Driver Akan Gelar Aksi: Tuntut Sanksi Cabut Izin Operasional Maxim
Atas dasar itu, Aliansi Mitra Kaltim Bersatu (AMKB) yang terdiri dari komunitas driver online di Kaltim berencana menggelar aksi lanjutan pada Senin 07 Juli 2025.
Tujuannya untuk menagih janji Gubernur Kaltim Rudy Mas’ud dan Wakil Gubernur Seno Aji untuk memberikan sanksi nyata kepada aplikator Maxim.
Para driver berharap Pemprov Kaltim segera memanggil perwakilan perusahan Maxim dan memastikan aplikator itu mengikuti tarif resmi di Kaltim.
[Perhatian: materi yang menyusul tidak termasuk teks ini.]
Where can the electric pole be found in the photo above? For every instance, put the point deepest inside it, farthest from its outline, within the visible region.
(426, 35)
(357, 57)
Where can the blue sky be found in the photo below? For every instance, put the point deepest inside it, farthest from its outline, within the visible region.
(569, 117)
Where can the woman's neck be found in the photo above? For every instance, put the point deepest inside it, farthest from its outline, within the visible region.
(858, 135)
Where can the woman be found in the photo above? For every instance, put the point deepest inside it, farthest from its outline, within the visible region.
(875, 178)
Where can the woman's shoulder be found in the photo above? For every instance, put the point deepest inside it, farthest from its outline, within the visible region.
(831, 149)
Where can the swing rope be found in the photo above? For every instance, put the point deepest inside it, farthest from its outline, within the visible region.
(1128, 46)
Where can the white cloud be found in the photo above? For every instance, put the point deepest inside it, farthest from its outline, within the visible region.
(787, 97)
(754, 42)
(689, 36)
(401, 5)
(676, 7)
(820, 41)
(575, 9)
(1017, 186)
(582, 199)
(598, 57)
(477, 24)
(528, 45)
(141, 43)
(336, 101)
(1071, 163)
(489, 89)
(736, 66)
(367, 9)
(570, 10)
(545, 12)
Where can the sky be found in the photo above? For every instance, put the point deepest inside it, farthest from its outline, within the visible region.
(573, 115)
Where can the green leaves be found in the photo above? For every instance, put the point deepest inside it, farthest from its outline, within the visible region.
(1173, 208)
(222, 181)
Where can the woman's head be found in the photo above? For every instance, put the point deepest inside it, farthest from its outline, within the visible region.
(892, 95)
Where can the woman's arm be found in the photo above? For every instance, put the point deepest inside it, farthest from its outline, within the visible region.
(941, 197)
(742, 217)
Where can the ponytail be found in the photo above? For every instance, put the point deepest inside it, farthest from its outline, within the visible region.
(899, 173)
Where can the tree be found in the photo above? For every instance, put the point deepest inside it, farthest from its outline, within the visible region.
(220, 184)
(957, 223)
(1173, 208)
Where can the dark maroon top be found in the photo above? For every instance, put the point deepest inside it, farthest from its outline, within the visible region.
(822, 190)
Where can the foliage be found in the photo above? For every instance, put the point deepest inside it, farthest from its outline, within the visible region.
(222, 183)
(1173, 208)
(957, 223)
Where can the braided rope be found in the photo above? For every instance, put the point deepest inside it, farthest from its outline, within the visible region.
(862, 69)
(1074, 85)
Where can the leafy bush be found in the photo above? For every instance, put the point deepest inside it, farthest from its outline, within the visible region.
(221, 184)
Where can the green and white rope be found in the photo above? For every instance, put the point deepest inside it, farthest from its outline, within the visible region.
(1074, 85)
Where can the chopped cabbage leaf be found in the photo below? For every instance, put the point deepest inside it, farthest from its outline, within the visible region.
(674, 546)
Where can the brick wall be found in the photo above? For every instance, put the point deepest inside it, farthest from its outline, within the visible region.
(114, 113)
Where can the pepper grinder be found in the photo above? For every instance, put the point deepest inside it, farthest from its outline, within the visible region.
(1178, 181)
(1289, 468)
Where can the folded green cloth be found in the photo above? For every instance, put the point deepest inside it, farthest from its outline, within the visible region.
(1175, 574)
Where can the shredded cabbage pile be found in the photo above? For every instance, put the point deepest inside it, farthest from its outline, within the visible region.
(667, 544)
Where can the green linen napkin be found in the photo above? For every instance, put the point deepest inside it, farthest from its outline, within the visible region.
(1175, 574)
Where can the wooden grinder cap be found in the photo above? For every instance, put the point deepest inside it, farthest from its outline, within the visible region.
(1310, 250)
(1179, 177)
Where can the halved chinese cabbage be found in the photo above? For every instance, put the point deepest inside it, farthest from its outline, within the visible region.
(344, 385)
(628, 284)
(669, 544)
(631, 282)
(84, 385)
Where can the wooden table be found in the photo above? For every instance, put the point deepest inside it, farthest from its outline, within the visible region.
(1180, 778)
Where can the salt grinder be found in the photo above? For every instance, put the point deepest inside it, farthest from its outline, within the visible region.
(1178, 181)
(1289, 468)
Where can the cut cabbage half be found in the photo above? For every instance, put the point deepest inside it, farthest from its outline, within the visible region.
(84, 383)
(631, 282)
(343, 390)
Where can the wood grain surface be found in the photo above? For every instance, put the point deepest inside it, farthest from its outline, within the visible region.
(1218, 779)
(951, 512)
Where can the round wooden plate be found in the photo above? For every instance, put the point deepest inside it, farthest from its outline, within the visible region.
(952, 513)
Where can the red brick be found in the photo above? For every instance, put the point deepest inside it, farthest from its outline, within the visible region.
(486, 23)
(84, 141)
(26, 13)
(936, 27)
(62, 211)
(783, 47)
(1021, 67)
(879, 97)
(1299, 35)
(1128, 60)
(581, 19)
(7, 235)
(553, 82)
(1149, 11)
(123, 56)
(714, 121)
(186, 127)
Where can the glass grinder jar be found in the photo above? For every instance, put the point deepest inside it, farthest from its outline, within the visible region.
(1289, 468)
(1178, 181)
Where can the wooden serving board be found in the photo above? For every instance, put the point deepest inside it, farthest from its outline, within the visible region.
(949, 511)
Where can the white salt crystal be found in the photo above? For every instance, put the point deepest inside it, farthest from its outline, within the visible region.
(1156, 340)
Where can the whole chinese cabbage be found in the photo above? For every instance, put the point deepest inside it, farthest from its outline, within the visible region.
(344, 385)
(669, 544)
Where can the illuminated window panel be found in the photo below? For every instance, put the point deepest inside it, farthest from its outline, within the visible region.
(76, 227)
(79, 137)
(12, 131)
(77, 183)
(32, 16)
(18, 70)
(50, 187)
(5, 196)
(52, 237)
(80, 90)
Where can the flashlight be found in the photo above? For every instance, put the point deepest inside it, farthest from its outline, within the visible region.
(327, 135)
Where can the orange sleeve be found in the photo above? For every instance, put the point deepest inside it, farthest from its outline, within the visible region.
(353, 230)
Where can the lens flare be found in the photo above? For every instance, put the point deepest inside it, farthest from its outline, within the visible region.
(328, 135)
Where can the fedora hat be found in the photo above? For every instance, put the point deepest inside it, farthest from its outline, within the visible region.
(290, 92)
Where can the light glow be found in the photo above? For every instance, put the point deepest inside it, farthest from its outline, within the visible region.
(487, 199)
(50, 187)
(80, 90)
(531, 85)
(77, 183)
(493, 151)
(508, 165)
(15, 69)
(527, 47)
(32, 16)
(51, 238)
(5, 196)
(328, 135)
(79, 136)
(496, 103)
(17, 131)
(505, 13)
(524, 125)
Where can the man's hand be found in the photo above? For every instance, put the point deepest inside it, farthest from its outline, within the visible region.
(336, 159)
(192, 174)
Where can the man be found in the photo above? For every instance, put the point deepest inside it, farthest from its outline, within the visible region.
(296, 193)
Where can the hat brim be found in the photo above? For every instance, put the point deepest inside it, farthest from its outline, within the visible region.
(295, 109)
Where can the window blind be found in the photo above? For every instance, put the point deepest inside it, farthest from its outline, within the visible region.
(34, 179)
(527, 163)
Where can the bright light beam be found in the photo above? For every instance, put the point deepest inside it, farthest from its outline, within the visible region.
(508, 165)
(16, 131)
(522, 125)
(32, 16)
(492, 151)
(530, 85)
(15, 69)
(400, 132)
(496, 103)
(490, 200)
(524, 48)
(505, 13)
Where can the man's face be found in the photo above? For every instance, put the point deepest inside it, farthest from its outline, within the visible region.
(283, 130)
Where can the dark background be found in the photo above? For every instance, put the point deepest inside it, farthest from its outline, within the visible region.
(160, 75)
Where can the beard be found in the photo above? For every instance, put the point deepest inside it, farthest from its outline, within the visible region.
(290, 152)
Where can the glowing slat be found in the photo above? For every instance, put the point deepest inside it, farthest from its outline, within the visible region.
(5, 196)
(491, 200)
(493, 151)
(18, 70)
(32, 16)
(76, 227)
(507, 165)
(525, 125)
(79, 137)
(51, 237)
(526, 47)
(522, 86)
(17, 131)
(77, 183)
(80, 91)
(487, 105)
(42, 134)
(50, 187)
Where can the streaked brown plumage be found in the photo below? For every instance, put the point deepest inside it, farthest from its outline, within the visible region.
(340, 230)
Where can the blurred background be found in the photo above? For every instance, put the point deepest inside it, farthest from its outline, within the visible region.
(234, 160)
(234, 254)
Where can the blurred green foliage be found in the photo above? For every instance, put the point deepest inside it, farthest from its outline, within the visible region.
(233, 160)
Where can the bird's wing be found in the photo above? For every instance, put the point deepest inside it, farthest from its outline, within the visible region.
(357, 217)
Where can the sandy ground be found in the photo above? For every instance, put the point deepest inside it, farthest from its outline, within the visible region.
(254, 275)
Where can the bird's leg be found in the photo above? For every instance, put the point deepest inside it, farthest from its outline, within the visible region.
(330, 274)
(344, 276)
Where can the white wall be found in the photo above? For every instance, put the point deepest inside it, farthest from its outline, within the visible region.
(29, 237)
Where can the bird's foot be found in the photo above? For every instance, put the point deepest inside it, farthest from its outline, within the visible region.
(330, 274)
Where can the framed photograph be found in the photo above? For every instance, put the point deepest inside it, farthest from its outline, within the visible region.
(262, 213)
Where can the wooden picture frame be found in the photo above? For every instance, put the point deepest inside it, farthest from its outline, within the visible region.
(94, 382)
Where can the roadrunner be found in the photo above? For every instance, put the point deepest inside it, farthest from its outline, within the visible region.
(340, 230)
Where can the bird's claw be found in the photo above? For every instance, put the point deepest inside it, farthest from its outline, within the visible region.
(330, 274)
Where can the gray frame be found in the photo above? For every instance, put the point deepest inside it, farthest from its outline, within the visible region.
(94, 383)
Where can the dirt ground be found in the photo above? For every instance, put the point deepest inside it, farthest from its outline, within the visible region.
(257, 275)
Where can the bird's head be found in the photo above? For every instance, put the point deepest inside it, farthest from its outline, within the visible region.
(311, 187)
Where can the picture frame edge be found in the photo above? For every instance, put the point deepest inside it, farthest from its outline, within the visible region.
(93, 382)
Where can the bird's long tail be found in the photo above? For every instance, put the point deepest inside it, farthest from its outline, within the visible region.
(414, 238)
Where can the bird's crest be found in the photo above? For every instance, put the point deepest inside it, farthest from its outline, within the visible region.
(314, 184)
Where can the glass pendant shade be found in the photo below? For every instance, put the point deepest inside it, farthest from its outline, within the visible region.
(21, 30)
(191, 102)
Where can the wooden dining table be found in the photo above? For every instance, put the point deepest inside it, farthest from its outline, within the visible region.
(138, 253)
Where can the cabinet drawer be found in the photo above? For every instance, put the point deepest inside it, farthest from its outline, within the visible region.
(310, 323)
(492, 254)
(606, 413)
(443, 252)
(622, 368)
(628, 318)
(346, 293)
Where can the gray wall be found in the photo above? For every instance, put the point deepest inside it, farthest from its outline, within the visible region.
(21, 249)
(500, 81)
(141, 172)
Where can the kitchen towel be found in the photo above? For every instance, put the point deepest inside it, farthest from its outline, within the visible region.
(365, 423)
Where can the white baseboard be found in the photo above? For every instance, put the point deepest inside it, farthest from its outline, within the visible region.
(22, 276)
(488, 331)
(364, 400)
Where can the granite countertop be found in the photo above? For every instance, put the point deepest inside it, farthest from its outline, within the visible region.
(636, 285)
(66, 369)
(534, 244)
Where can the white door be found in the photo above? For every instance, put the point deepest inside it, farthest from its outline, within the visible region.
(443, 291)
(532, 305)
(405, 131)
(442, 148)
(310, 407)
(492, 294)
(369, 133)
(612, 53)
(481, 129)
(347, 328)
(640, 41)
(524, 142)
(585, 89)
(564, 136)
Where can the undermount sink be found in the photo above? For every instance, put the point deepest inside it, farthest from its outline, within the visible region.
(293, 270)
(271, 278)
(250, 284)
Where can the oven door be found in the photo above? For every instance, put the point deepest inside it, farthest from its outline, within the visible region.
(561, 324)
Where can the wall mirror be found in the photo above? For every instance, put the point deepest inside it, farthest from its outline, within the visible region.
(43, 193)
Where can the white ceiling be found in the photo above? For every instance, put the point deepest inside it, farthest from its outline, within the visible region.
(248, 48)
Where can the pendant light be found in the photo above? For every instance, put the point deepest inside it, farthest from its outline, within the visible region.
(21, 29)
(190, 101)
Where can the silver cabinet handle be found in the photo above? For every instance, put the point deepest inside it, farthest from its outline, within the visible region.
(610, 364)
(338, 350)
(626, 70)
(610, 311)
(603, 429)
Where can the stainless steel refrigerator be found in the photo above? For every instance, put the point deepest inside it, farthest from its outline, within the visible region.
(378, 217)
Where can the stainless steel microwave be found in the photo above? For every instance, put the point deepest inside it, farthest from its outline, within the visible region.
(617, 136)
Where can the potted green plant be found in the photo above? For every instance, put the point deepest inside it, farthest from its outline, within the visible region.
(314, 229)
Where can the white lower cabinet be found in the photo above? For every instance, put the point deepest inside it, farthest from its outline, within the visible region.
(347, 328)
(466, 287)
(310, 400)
Bila tidak, AMKB, Driver Grab dan Gojek meminta pencabutan izin operasional aplikator Maxim di Kaltim sebagai bentuk penegakan hukum dan sanksi tegas.
“Kami ingin tahu, apakah peraturan ini benar-benar punya kekuatan? Kalau dibiarkan, berarti SK Gubernur ini cuma jadi kertas kosong,” pungkas Ivan.